Thüringische Landeszeitung (Gotha)
Drama auf dem Ausflugssee
Nach einem Fährunglück auf Sumatra werden 200 Menschen vermisst. Zugelassen war das Schiff für 43 Passagiere
BANGKOK. Sie beten und sie verzweifeln. Hunderte von Indonesiern haben sich seit Montag am Ufer des Toba-Sees im Norden der Insel Sumatra versammelt. Sie hoffen auf Neuigkeiten. Doch sie werden immer wieder vertröstet. Je länger die Rettungsmannschaften auf dem See in einem Umkreis von fünf Kilometern in Tiefen bis zu 400 Metern suchen, umso mehr dämmert die fürchterliche Gewissheit, dass es für die Vermissten kein Happy End geben wird. „Ich hoffe immer noch, dass mein Bruder lebend gefunden wird“, sagt Yanti Samsudin, „wenn nicht, dann möchten wir wenigstens seine Leiche haben, um ihn beerdigen zu können.“
Am Montag war die „Sinar Bangun V“, ein Holzboot mit der Kapazität von 43 Personen, nachmittags um 17.30 Uhr eine halbe Stunde nach Verlassen des kleinen Hafens Simanindo gekentert – in stürmischem Wetter inmitten hohen Wellengangs. 18 Menschen konnten gerettet werden.
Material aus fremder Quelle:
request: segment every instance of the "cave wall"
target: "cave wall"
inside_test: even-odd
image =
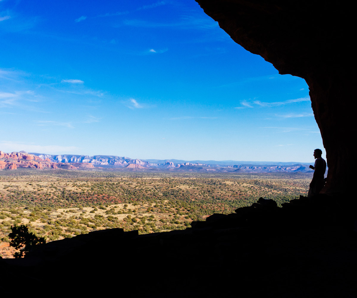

Bis auf vier Leichen, die geborgen wurden, fehlt Tage später noch jede Spur von den Vermissten. Deren Zahl, so viel wird jetzt klar, ist wesentlich höher als gedacht. An Bord befanden sich laut indonesischen Behörden rund 200 Passagiere – fast fünfmal mehr als erlaubt. Ob sich auch Menschen aus dem Ausland auf der Fähre befanden, war noch unklar.
Das Ausmaß der Katastrophe dämmert den Verantwortlichen in Indonesien erst Tage später, weil weder Bootsbesatzung noch Eigentümer eine Passagierliste führten – und auch keine Fahrkarten verkauften. An Bord gelangte offenbar, wer sich zum Ende des Fastenmonats Ramadan mit dem nötigen Kleingeld für die Besatzung in der Hand auf das Schiff drängte. Indonesiens
Behörden mussten die Zahl der Passagiere in mühsamer Kleinarbeit anhand von Vermisstenmeldungen zusammenstellen. Das Boot war kurz nach dem Kentern gesunken. Die meisten Passagiere dürften ertrunken sein. Sie befanden sich wegen des schlechten Wetters im Inneren des Boots. Inzwischen kennen die Suchmannschaften die genauen Koordinaten der Unglücksstelle. Doch das half bislang wenig.
Hunderte Hilfskräfte beteiligen sich an der Suche, darunter auch Angehörige des Militärs. Sie kämpfen gegen alle erdenklichen Widrigkeiten: Bei dem wechselhaften tropischen Wetter kommt es immer wieder zu schweren Regenfällen und meterhohen Wellen. Zudem sind die Passagiere möglicherweise im Inneren der Fähre eingeschlossen. Der Einsatz könne sich noch lange hinziehen, teilte der Leiter der Rettungseinheit mit.
Mit Überlebenden rechnen die Behörden nicht. „Wir betrachten unsere Bemühungen als Bergungsmaßnahme, nicht als Rettung“, sagt Wanda Ketaren vom nationalen Katastrophenschutz dem Sender CNN. „Es ist einfach zu viel Zeit vergangen.“
Der Toba-See ist nicht nur das größte Binnengewässer des
17 000 Inseln umfassenden südostasiatischen Staats. Er ist auch mit Abstand der tiefste See des Landes. Er befindet sich im Krater eines 2,5 Millionen Jahre alten Vulkans. Als er vor 74 000 Jahren das letzte Mal ausbrach, löschte er einen Teil der Menschheit aus. Er spie damals laut neuesten Schätzungen innerhalb von zwei Wochen rund
2800 Kubikkilometer Asche aus.
Nun hat der Vulkan des Unheils wieder einmal viele Opfer gefordert. Doch viele Indonesier lassen sich von der Schiffskatastrophe nicht abschrecken, den als Ausflugsziel beliebten See aufzusuchen. „Wir wollten unbedingt einmal die Strände hier sehen“, sagt ein Familienvater, der sich mit seiner Frau und seinem Kind an dem See vergnügt, als hätte es kein Unglück gegeben.
Jedes Jahr strömen Tausende von Indonesiern aus Nord-Sumatra zum Ende des Ramadan zu kurzen Ferien an den TobaSee, um sich zu erholen.